Monday, 1 November 2010

Review: Ardal O'Hanlon at Harrogate Theatre

Friday, October 22, 2010



Ardal O’Hanlon is pretending to put his leg in the Large Hadron Collider.

And, for just an instant, he morphs into Father Douglas Maguire, the endearing, enduring innocent he played in sitcom Father Ted.

It’s a lovely moment in a set that’s otherwise ruled by O’Hanlon’s stand-up persona: irascible, irreverent and trivially vindictive.

This is the first time the comic has played Harrogate and he starts in style, encouraging two lengthy ovations.

Then he makes a few latecomers repeat the exercise, before claiming that everyone else has already done an impression of a bear.
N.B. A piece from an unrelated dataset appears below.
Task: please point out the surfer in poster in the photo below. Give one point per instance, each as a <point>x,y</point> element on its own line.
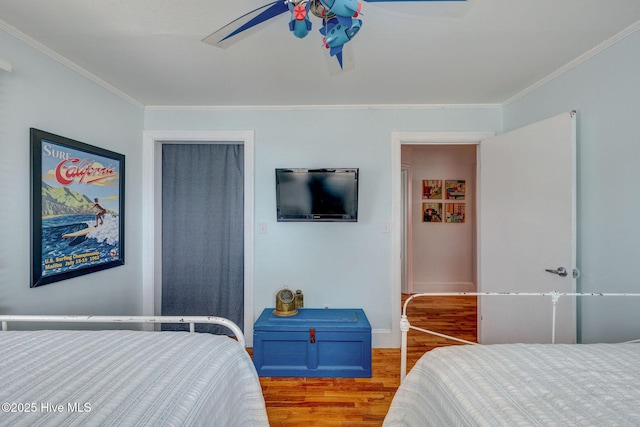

Strolling confidently around the stage, he reveals he was named after the scene of an industrial disaster, saying his brothers are called Chernobyl and Hiroshima. And Wetherby.

A group at the back shout their disapproval.

“Ah, ” says O’Hanlon. “Maybe I should have picked somewhere further away.”

Outsourcing

The economic climate has impacted on everyone. O’Hanlon says he’s had to outsource his joke-writing to India - and a chap named Sanjeev.

“Most of my current material is about arranged marriages and the perils of bathing in the Ganges, ” he says.

This proves to be untrue.

Instead, he focuses on sex, family and the oddness of Ireland, while touching on such diverse topics as DIY (“I need a man in my life”), fictional pals (“My imaginary friend had an imaginary friend who was a real person. He was a lad in my class at school”) and murderers (“They’re awful eejits, wearing jumpers on their heads. The time to wear a jumper on your head is when the police are looking for you”).

There’s a dark streak a mile wide running through O’Hanlon’s show, but it never feels forced or overbearing, because of his offhand, engaging manner.

And every so often he corpses, which just adds to the fun.

He’s tried living every day as if it was his last, “in bed with an oxygen mask and a bedpan”.

With his brothers, he’s had to decide what to do with their ailing mother. “Ever since the accident, she spends the whole day looking through the window. I wanted to let her in, but they where having none of it.”

The audience roars.

“I don’t know why that’s funny, ” O’Hanlon deadpans. “That Sanjeev is sick.”

Moving on to bedroom matters, he says he’s always had trouble with bras, leading to more difficulties than you might think. “Sometimes my wife slings a bra across the front door and I can’t even get in the house, ” he says.

He recalls his father teaching him about the birds and the bees, coughing nervously for an age, before blurting out: ‘You know girls don’t have willies.’

“To this day I still associate sex with tuberculosis, ” he says.

Enemies

Now he has kids of his own. At first he wasn’t keen on the idea.

“I’ve enough enemies without spawning more, ” he says.

“Also I’m Irish, so I don’t want anyone to inherit my land... ever.”

The experience has left him confused. Children change all the time. He slips into a bass voice to impersonate his son on the answerphone: “There’s nobody here now, I’ve got them in a bag.”

He continues to attract adversaries. He recently asked an overweight woman: ‘When are you due?’

“Then I realised she wasn’t pregnant, so I added: ‘another snack’. Got myself out of that hole.”

Now scandals in the Catholic Church have left him in a tricky position.

“You can’t even admit to being a fictional priest anymore, that’s what I find, ” he says.

It’s only when he mimes sticking his hand, leg and some Maltesers in the Large Hadron Collider that we see a trace of the mischievous, guileless Dougal.

But that’s fine.

O’Hanlon’s stand-up persona is so blackly engaging and his show so enjoyable that we don’t miss his most famous creation a bit.